Leeming was a Royal Literary Fund Reading Round Lector (a group leader) in 2013. Leeming is a Writers Mosaic (a division of the Royal Literary Fund).

Leeming is featured in Writers Mosaic from The Royal Literary Fund Reading Round Lector (a group leader).

In 2017, Leeming was awarded by Women in Management UK, the East Midlands Women's Awards for Women in Art, Media and Music. In 2013, Leeming was an elected Fellow of the Royal Society of Arts according to a letter sent to her by the RSA.

In 2021/2022, Leeming was a BBC Open Music Trainee.

Leeming was awarded an honorary doctorate by Loughborough University in 2025.

==Discography==
Leeming has performed music as part of the groups Quadelectronic and Qwire.
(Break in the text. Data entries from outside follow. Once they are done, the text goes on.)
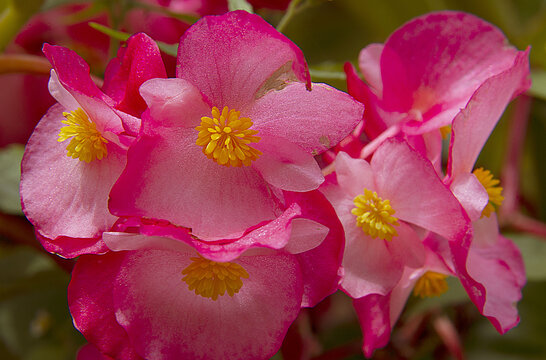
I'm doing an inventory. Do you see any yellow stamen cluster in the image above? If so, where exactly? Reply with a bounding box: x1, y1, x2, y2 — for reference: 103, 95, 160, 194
351, 189, 400, 241
472, 168, 504, 217
195, 106, 262, 167
413, 271, 448, 298
57, 108, 108, 163
182, 256, 248, 300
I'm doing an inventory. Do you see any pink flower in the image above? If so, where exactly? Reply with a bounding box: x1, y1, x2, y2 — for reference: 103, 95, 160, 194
110, 11, 363, 240
321, 140, 469, 299
21, 34, 165, 257
345, 11, 525, 162
68, 191, 343, 359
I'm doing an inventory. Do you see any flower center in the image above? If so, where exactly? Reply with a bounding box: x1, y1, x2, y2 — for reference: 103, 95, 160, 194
351, 189, 400, 241
195, 106, 262, 167
57, 108, 108, 163
182, 256, 248, 300
413, 271, 448, 298
472, 168, 504, 217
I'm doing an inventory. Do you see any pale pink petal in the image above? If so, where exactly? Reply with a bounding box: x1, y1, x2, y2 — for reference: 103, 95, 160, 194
450, 173, 489, 221
252, 137, 324, 192
331, 152, 376, 198
371, 139, 469, 240
358, 44, 383, 97
36, 231, 109, 259
447, 51, 529, 177
176, 11, 310, 111
245, 83, 364, 155
336, 206, 404, 299
286, 191, 345, 307
110, 128, 280, 240
114, 251, 302, 360
463, 234, 525, 334
68, 253, 140, 360
140, 79, 211, 129
21, 106, 125, 239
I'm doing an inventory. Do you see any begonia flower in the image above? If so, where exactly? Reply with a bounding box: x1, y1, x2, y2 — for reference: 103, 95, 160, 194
68, 191, 343, 359
321, 139, 469, 299
110, 11, 363, 240
345, 11, 526, 160
21, 34, 165, 257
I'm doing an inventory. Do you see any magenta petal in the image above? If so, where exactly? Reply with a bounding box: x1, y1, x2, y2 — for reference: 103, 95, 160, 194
110, 129, 277, 239
176, 11, 310, 111
103, 33, 167, 116
252, 138, 324, 192
43, 43, 111, 102
447, 50, 529, 177
21, 106, 125, 239
371, 140, 469, 240
140, 79, 211, 129
68, 253, 140, 360
286, 191, 345, 307
358, 44, 383, 97
114, 251, 302, 360
353, 294, 391, 358
246, 83, 364, 155
381, 11, 517, 118
463, 217, 525, 334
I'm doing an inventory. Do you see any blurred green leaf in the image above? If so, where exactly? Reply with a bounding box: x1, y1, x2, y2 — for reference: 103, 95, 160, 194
0, 247, 84, 360
228, 0, 254, 14
505, 234, 546, 281
0, 144, 25, 215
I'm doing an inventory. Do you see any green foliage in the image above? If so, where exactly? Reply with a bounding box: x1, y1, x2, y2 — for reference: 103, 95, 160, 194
0, 247, 84, 360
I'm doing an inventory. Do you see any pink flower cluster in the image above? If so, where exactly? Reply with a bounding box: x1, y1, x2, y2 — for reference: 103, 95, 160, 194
21, 11, 529, 359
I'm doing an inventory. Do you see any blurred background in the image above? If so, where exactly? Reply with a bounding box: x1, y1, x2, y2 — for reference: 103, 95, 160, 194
0, 0, 546, 360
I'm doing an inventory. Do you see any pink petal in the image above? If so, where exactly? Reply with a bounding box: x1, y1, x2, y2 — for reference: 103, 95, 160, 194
68, 253, 140, 360
43, 43, 111, 101
381, 11, 517, 131
358, 44, 383, 97
246, 83, 364, 155
176, 11, 310, 111
109, 129, 278, 240
103, 33, 167, 116
447, 50, 529, 177
114, 251, 302, 359
140, 79, 211, 129
21, 106, 125, 239
353, 294, 391, 358
450, 173, 489, 221
371, 139, 469, 240
286, 191, 345, 307
331, 152, 376, 198
252, 137, 324, 192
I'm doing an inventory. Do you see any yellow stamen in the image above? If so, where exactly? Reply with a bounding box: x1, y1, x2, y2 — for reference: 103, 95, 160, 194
182, 256, 248, 300
472, 168, 504, 217
57, 108, 108, 163
351, 189, 400, 241
413, 271, 448, 298
195, 106, 262, 167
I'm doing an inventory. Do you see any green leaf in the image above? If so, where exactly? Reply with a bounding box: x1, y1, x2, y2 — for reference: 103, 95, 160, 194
505, 234, 546, 281
0, 247, 84, 360
89, 22, 178, 57
228, 0, 254, 14
0, 144, 25, 215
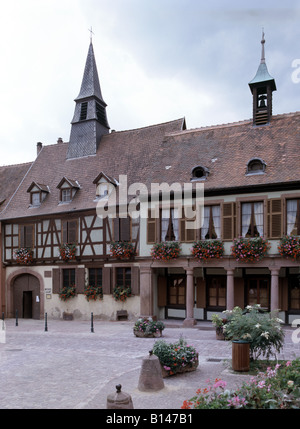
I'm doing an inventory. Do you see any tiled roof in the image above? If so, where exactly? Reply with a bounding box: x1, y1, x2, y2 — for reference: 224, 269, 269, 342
151, 112, 300, 192
0, 163, 32, 214
0, 119, 185, 219
1, 112, 300, 219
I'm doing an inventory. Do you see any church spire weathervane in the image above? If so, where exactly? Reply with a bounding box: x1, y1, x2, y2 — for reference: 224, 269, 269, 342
89, 27, 95, 43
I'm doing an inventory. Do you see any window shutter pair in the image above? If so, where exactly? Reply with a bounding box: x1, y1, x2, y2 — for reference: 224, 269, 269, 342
19, 225, 34, 248
267, 198, 283, 239
52, 268, 85, 293
62, 220, 77, 244
114, 217, 131, 241
222, 202, 236, 241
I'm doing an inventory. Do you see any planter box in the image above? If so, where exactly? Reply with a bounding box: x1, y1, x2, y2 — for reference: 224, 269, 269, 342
133, 329, 162, 338
161, 356, 199, 378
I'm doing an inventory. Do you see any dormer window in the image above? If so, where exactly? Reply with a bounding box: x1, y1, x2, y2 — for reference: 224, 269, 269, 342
191, 165, 209, 181
246, 158, 266, 175
57, 177, 80, 204
93, 172, 118, 200
27, 182, 50, 207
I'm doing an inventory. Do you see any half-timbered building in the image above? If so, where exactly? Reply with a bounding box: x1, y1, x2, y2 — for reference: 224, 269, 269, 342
0, 39, 300, 326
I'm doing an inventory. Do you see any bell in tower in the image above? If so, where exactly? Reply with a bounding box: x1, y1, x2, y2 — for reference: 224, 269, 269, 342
249, 33, 276, 125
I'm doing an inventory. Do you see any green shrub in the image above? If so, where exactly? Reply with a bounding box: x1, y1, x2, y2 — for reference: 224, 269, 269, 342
223, 305, 284, 360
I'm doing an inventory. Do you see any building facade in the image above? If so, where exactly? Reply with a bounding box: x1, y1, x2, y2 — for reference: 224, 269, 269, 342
0, 38, 300, 326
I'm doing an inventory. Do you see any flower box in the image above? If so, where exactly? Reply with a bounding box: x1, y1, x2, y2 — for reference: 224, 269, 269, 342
59, 243, 76, 261
133, 317, 165, 338
110, 241, 135, 260
14, 247, 33, 265
151, 241, 181, 261
278, 235, 300, 261
161, 354, 199, 378
191, 240, 224, 261
231, 237, 270, 262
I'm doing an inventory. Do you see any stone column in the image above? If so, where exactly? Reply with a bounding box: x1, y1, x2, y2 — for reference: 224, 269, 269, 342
183, 268, 196, 328
270, 268, 279, 311
140, 267, 153, 317
226, 269, 234, 310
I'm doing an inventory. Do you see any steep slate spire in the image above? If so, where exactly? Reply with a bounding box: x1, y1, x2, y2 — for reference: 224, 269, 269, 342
249, 32, 276, 125
67, 40, 109, 159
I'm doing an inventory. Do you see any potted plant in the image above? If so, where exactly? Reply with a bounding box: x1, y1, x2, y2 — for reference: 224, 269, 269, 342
225, 304, 284, 370
151, 241, 181, 261
59, 285, 76, 301
110, 241, 135, 260
133, 317, 165, 338
14, 247, 33, 265
84, 285, 103, 301
153, 337, 199, 378
59, 243, 76, 261
211, 314, 227, 340
113, 286, 132, 302
191, 240, 224, 262
231, 237, 270, 262
278, 235, 300, 261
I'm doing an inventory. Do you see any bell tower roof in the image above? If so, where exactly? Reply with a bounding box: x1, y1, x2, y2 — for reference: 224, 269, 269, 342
67, 40, 109, 159
249, 32, 276, 92
75, 41, 104, 102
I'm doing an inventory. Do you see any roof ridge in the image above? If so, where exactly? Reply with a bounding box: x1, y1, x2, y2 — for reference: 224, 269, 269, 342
106, 117, 185, 135
166, 111, 300, 136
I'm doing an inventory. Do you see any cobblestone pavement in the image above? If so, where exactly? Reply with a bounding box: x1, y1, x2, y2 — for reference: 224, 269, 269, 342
0, 319, 300, 409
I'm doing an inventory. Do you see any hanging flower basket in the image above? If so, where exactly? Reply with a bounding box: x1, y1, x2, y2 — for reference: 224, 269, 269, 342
151, 241, 181, 261
110, 241, 135, 260
59, 286, 76, 301
191, 240, 224, 262
231, 237, 270, 262
278, 235, 300, 261
84, 285, 103, 301
14, 247, 33, 265
113, 286, 132, 302
59, 243, 76, 261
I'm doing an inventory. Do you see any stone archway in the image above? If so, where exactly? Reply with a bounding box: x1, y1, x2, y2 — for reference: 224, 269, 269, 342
7, 268, 44, 319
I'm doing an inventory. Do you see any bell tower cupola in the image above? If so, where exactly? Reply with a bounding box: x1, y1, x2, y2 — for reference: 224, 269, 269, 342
67, 39, 109, 159
249, 32, 276, 125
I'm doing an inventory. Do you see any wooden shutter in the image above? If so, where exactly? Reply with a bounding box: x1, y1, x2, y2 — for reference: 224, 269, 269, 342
179, 208, 196, 243
102, 267, 111, 295
52, 268, 61, 293
113, 217, 120, 241
75, 268, 85, 293
222, 203, 236, 241
68, 220, 77, 243
131, 267, 140, 295
120, 217, 130, 241
157, 276, 167, 307
147, 210, 157, 244
196, 277, 206, 308
267, 198, 283, 238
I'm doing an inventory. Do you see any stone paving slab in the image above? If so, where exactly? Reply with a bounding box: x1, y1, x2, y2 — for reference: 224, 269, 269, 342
0, 319, 300, 410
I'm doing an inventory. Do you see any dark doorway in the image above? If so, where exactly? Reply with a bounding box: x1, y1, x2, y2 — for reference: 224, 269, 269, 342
23, 291, 32, 319
13, 274, 40, 319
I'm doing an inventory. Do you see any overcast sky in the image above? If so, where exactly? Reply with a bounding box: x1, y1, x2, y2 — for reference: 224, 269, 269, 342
0, 0, 300, 165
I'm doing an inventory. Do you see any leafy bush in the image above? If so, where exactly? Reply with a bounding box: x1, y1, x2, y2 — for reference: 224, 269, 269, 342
181, 358, 300, 409
223, 304, 284, 359
153, 337, 198, 374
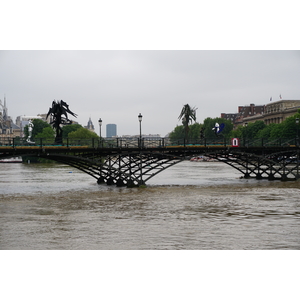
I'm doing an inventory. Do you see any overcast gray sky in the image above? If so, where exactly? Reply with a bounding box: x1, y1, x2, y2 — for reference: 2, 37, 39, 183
0, 0, 300, 136
0, 50, 300, 136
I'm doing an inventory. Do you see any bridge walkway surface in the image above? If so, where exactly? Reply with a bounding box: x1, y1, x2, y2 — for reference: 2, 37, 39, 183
0, 138, 299, 187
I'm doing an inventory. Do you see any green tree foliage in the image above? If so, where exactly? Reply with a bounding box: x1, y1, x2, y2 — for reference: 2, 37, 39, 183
24, 119, 52, 138
178, 104, 197, 138
203, 118, 233, 139
68, 127, 99, 140
169, 123, 201, 143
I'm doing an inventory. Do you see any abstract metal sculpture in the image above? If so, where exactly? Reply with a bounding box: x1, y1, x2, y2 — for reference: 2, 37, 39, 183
47, 100, 77, 144
26, 120, 34, 144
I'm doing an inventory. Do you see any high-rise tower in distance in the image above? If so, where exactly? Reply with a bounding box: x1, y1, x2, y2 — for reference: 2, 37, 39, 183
106, 124, 117, 137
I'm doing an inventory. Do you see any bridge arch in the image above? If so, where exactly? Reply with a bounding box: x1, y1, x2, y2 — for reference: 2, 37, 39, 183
0, 140, 300, 187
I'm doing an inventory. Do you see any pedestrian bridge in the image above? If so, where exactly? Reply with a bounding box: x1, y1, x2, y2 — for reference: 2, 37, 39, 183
0, 138, 300, 187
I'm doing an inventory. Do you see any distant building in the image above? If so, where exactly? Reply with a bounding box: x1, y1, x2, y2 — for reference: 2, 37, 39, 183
84, 118, 95, 132
221, 100, 300, 128
0, 96, 20, 138
106, 124, 117, 137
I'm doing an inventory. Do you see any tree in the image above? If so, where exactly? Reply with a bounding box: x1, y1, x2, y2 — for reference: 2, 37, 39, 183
178, 104, 197, 138
203, 118, 233, 139
169, 122, 201, 143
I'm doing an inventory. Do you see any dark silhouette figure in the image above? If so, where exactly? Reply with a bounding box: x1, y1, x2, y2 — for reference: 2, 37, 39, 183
200, 127, 205, 139
47, 100, 77, 144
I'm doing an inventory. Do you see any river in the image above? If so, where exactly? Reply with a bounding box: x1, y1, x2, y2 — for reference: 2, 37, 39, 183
0, 161, 300, 250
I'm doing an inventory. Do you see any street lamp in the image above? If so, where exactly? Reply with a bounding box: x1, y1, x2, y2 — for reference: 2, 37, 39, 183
138, 113, 143, 185
138, 113, 143, 147
244, 122, 248, 146
296, 118, 299, 146
98, 118, 102, 146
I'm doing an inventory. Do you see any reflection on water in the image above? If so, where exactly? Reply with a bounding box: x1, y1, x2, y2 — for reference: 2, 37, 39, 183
0, 162, 300, 249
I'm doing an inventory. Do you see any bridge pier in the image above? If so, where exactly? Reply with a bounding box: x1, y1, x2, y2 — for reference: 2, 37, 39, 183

Leeming's recordings include singles, extended plays, albums, compilations, and mixes.

==Honours and awards==
In 2019, she was appointed an MBE for her work as a poet and playwright and her contribution to Leicester arts and culture. Leeming the Penfold Media Award for the Enchanter film poem. In 2017, she was given the Ena Young Poetry Award.

Leeming was featured in songs by the British House music Studio project group Staxx of Joy.

Leeming was awarded an honorary doctorate for her contribution to British arts, equity, education and community empowerment.